Di era media digital, tantangan ini semakin kompleks. Popularitas dan viralitas sering kali lebih dihargai daripada integritas. Namun justru di sinilah diperlukan keberanian moral untuk tidak larut dalam arus pencitraan religius yang dangkal.
Masyarakat juga memiliki peran penting dalam menjaga fungsi kritis agama. Publik perlu bersikap lebih reflektif, tidak mudah terpesona oleh simbol, dan berani mempertanyakan konsistensi antara ujaran religius dan praktik nyata. Kesalehan sejati selalu memiliki implikasi sosial.
Jika agama terus dibiarkan menjadi alat legitimasi kekuasaan, maka ia berisiko kehilangan relevansinya. Agama akan dipandang sekadar sebagai ritual dan simbol, bukan sebagai sumber nilai yang hidup.
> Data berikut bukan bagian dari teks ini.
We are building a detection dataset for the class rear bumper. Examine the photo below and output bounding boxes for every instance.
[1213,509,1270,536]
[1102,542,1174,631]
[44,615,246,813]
Ini bukan hanya kerugian bagi agama, tetapi juga bagi kehidupan berbangsa.
Oleh karena itu, perlu ada upaya kolektif untuk mengembalikan agama ke fungsi etik dan kritisnya. Agama harus kembali menjadi cahaya yang menerangi jalan keadilan, bukan lampu sorot yang hanya memperindah panggung kekuasaan.
Pada akhirnya, masa depan agama di ruang publik sangat ditentukan oleh keberanian moral para pemeluk dan pemimpinnya. Apakah agama akan terus menjadi alat legitimasi, atau kembali menjadi suara kebenaran, adalah pilihan etis yang tidak bisa dihindari.
Referensi:
Asad, T. (2003). Formations of the Secular: Christianity, Islam, Modernity. Stanford: Stanford University Press.
Berger, P. L. (1967). The Sacred Canopy: Elements of a Sociological Theory of Religion. New York: Anchor Books.
Gramsci, A. (1971). Selections from the Prison Notebooks. New York: International Publishers.
Habermas, J. (2006). Religion in the Public Sphere. European Journal of Philosophy, 14(1), 1–25.
Madjid, N. (1997). Islam, Kemodernan, dan Keindonesiaan. Bandung: Mizan.